Pre-IPO Perps vs Tokenized Equity: Speculation vs Exposure
Pre-IPO perps are derivative contracts tracking private company valuations. Tokenized equity claims asset-backed ownership. Here's what sets them apart.
Key takeaways
- Pre-IPO perps are synthetic derivatives. You hold a price-tracking contract, not any claim on a company's assets or equity.
- Tokenized equity aims to represent fractional ownership through an SPV structure, but "ownership" is often indirect, contested, and legally fragile.
- Neither product gives retail investors real shareholder rights (voting, dividends, board-level recognition) unless explicitly authorized by the company.
- Both products operate in a regulatory gray zone that is actively narrowing as the SEC, ESMA, and private companies push back.
The biggest difference between a pre-IPO perp and tokenized equity is what you actually hold. A pre-IPO perpetual is a derivative contract that tracks the implied valuation of a private company, so you only have a position on price movement. Tokenized equity issues a token backed by shares held inside a Special Purpose Vehicle (SPV), making it nominally closer to ownership.
Both products emerged from the same frustration: retail investors can't access private companies like SpaceX, OpenAI, or Anthropic through normal channels. But the structures they use to solve that problem are fundamentally different, and those differences determine what you can lose, how fast you can lose it, and why.
Pre-IPO Perps vs Tokenized Equity: Quick Comparison
Both products offer exposure to private company valuations, but through entirely different mechanisms. One is a derivative, while the other is a token with (claimed) asset backing.

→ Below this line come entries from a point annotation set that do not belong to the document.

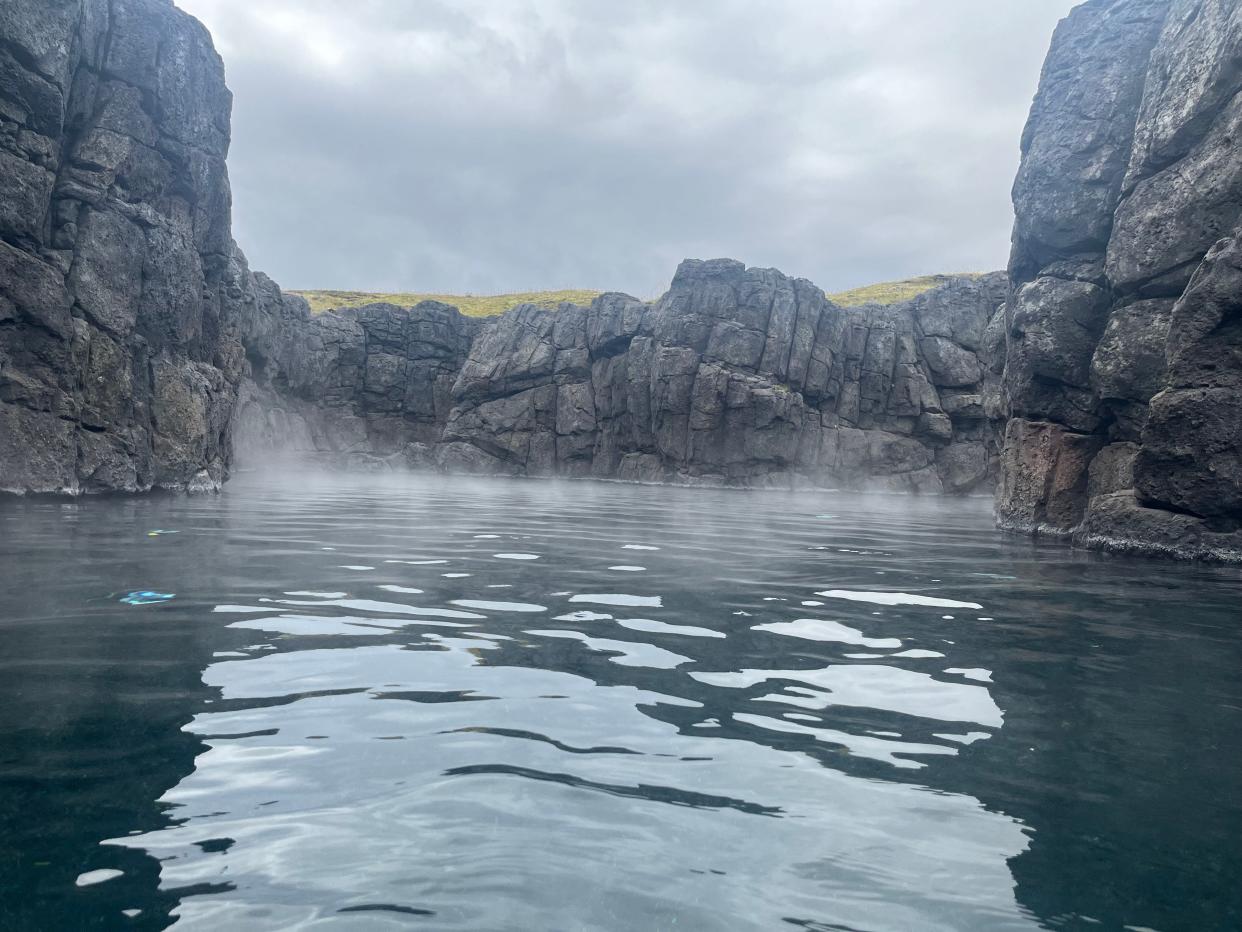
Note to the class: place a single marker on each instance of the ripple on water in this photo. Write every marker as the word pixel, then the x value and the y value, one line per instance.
pixel 639 602
pixel 627 653
pixel 646 624
pixel 816 629
pixel 897 599
pixel 483 605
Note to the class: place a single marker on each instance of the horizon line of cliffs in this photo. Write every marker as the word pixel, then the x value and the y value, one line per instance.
pixel 1097 385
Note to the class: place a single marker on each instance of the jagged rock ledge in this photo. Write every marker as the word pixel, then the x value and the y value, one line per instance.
pixel 737 377
pixel 1124 324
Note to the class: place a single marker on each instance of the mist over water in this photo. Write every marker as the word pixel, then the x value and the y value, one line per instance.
pixel 394 702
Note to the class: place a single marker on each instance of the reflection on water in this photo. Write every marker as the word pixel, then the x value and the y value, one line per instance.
pixel 389 703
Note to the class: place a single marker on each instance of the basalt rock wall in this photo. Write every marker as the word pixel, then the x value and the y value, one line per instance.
pixel 121 288
pixel 1124 327
pixel 737 375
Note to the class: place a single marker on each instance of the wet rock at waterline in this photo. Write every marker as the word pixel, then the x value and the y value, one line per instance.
pixel 1099 383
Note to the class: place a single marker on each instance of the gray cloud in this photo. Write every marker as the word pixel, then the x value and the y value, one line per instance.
pixel 491 146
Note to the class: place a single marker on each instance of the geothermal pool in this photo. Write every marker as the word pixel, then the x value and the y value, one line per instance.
pixel 376 702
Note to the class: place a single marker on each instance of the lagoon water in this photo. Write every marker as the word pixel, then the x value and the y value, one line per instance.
pixel 376 702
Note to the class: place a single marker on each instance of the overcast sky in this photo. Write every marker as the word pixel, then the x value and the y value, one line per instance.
pixel 487 146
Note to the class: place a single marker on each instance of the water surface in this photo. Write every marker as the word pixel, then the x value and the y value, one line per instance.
pixel 446 705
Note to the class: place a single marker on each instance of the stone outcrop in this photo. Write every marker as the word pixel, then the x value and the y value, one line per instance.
pixel 1124 327
pixel 119 283
pixel 737 375
pixel 359 385
pixel 1102 380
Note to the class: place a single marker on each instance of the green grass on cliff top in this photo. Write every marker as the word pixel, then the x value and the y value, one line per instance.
pixel 493 305
pixel 470 305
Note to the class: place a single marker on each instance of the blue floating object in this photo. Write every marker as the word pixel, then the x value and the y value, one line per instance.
pixel 145 598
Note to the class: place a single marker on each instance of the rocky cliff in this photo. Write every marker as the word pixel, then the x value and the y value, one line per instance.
pixel 737 375
pixel 121 287
pixel 1103 380
pixel 1124 328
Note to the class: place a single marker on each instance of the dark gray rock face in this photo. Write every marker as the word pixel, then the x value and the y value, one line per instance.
pixel 360 384
pixel 737 377
pixel 119 283
pixel 1124 326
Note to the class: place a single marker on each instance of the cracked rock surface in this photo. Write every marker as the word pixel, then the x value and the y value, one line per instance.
pixel 121 288
pixel 735 377
pixel 1124 328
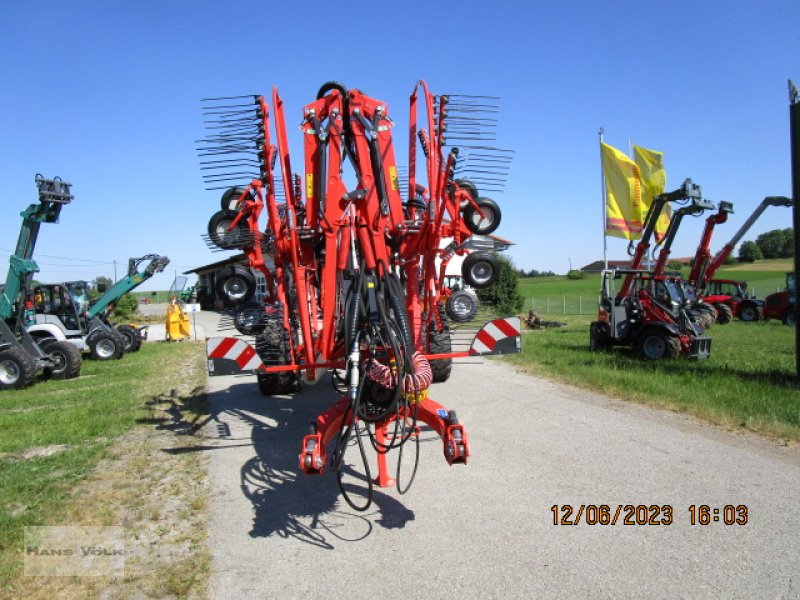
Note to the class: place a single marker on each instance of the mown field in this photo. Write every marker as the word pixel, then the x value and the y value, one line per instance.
pixel 53 433
pixel 747 382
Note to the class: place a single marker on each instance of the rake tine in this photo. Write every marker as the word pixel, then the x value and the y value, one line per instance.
pixel 254 96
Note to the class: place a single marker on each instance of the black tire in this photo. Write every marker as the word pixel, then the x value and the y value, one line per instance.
pixel 653 344
pixel 17 368
pixel 469 187
pixel 230 197
pixel 223 237
pixel 236 285
pixel 749 312
pixel 462 306
pixel 724 313
pixel 105 345
pixel 480 269
pixel 250 320
pixel 441 343
pixel 486 224
pixel 599 336
pixel 331 85
pixel 131 342
pixel 67 359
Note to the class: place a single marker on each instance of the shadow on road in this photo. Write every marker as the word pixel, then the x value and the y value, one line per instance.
pixel 285 501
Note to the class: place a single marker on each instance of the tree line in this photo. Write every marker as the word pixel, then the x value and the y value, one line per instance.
pixel 778 243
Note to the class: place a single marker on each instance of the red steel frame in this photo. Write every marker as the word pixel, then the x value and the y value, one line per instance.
pixel 389 236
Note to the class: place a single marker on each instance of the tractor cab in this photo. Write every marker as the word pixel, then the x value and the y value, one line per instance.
pixel 53 303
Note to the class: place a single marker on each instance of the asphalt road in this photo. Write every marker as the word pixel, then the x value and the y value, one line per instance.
pixel 486 530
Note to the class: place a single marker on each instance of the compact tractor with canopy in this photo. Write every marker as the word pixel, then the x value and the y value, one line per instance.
pixel 86 323
pixel 355 273
pixel 23 353
pixel 649 311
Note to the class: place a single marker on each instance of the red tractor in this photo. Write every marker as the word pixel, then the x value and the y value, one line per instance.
pixel 727 296
pixel 649 311
pixel 355 273
pixel 780 305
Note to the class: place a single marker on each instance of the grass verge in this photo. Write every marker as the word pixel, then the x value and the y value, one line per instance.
pixel 92 451
pixel 747 382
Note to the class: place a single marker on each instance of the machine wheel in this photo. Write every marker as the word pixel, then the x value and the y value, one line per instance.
pixel 230 197
pixel 131 342
pixel 655 345
pixel 724 313
pixel 441 343
pixel 462 306
pixel 67 359
pixel 486 224
pixel 480 269
pixel 236 285
pixel 469 187
pixel 106 346
pixel 749 312
pixel 250 320
pixel 17 368
pixel 599 336
pixel 220 234
pixel 330 86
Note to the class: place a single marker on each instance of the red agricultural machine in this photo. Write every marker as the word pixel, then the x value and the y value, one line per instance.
pixel 649 311
pixel 354 274
pixel 729 297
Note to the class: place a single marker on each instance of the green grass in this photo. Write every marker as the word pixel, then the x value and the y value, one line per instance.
pixel 747 382
pixel 580 296
pixel 85 414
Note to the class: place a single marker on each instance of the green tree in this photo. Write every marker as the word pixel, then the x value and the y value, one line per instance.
pixel 504 294
pixel 126 308
pixel 749 252
pixel 778 243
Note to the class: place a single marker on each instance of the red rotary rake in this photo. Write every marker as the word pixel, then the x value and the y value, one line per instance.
pixel 354 277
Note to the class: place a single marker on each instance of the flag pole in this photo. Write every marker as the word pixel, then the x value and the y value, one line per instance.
pixel 603 204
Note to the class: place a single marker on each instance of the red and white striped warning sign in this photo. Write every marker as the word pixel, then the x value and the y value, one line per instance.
pixel 500 336
pixel 234 349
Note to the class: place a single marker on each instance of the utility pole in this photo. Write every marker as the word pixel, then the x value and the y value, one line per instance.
pixel 794 134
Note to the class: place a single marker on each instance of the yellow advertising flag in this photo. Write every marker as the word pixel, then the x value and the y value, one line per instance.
pixel 654 182
pixel 623 194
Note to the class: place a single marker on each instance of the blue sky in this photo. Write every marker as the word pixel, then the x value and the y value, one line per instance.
pixel 106 95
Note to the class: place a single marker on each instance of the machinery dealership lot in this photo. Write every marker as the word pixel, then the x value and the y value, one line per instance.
pixel 486 529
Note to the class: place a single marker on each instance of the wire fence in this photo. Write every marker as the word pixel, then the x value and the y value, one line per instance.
pixel 587 305
pixel 562 305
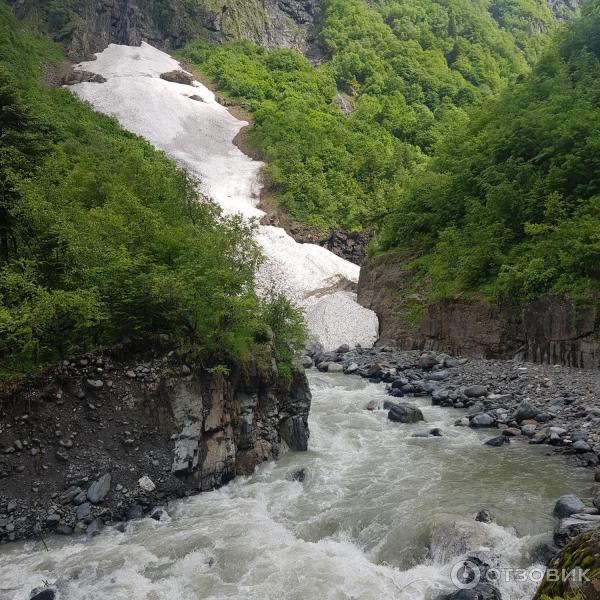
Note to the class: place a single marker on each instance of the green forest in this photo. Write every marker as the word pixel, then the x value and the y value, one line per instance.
pixel 410 70
pixel 472 144
pixel 510 204
pixel 464 133
pixel 103 240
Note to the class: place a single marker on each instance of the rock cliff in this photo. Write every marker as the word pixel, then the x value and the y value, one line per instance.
pixel 88 26
pixel 552 329
pixel 120 435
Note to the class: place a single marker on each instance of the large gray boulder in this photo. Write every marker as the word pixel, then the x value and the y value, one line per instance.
pixel 401 412
pixel 525 411
pixel 99 489
pixel 476 391
pixel 482 420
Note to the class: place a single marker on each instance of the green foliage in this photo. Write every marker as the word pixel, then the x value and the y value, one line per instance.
pixel 511 203
pixel 410 69
pixel 103 239
pixel 284 328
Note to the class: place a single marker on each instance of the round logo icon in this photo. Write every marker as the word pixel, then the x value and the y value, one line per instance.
pixel 465 575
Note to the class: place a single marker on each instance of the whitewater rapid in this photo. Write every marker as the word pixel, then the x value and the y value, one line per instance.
pixel 189 125
pixel 380 515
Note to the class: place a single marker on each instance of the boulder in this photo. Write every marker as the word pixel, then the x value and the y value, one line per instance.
pixel 427 362
pixel 177 76
pixel 581 446
pixel 437 375
pixel 482 420
pixel 498 441
pixel 476 391
pixel 146 484
pixel 525 411
pixel 403 412
pixel 42 594
pixel 567 505
pixel 135 511
pixel 99 489
pixel 573 526
pixel 484 516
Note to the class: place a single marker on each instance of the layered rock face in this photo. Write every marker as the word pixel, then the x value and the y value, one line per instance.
pixel 110 438
pixel 551 329
pixel 88 26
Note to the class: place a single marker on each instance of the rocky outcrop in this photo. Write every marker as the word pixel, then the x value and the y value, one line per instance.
pixel 87 26
pixel 349 245
pixel 109 438
pixel 552 329
pixel 574 573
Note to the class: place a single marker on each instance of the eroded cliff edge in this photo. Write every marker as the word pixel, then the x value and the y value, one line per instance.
pixel 552 329
pixel 109 438
pixel 87 26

Pre-IPO Perp | Tokenized Equity | |
| What you hold | A synthetic futures contract | A token representing an SPV claim |
| Underlying asset | None – cash-settled against the oracle price | Shares held in an SPV (if authorized) |
| Leverage | Yes (typically up to 10x) | No – spot exposure only |
| Expiry | Perpetual (no expiry, funding rate applies) | Until redemption or IPO settlement |
| Ownership rights | None | Indirect/beneficial (rarely direct) |
| Price source | Oracle (409A, secondary data, moving average) | SPV NAV + market supply/demand |
| Key risk | Oracle manipulation, liquidation cascades | Company voids SPV transfers |
| Example platforms | Hyperliquid (Ventuals, TradeXYZ), OKX | PreStocks (Solana), Jarsy, Bitget IPO Prime |
Both trade 24/7 on-chain. Both are unavailable in the US, EU, UK, Singapore, and several other jurisdictions. Neither should be confused with owning actual pre-IPO shares.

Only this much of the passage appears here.